Screen/Society’s three-film series—the others being “Lucy” and “Memories of Underdevelopment”—ties into Furtado’s “Cine Politico” course, a Spanish course that studies major works of Latin American cinema from the 1960s onwards in the context of the political affairs of the films’ time periods. 

Furtado emphasized “avant garde” cinema in which filmmakers focused on using the form and aesthetic of art as a crucial instrument in conveying political struggles.

“’Soy Cuba’ is one of several emblematic examples examined in the course in an intersection of modernism with radical politics, which makes post-revolution Cuba a time period of interest,” Furtado said. 

“Soy Cuba” fits in that it is the product of cinema and social experimentation to explore local politics on a global dimension.

For Furtado, one purpose of the course and its accompanying films is to introduce students to the idea that art and culture are intrinsically tied with making the world a vastly different place.

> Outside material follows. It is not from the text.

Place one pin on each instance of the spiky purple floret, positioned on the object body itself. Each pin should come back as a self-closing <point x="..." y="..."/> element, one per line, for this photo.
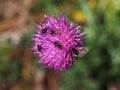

“I think people today are much less likely to dream about radical transformation, or to think that images can have something to do with radical transformation, than they were in 1968,” Furtado said. “A large section of the course is that context—that images matter, that the future is up for grabs, that what’s given is not given forever, that it can be radically questioned.”

In the same way Furtado sees the film as an example of a tool for politics, his students like freshman Chloe Hooks also see the context of seeing the purpose of film and other artwork from a different perspective.

“In a Spanish class, I’ve never been reading political manifestos before and I’ve definitely never been reading political manifestos that also relate to art,” Hooks said. “This is a way to make art a more realistic, practical application that is supposed to help people in the world.”

While Furtado hopes the film will expose the experiences of a post-Cold War history that students are often unaware of even though it is also their own history, he also wants students to explore the concept of utopian thinking and art being a force for change.

“My ultimate fantasy is always that these films will leave some lasting impression and provoke some kind of thought,” Furtado said. “That’s really what I expect with any work of art—the world looks a little bit different after you engage with it.”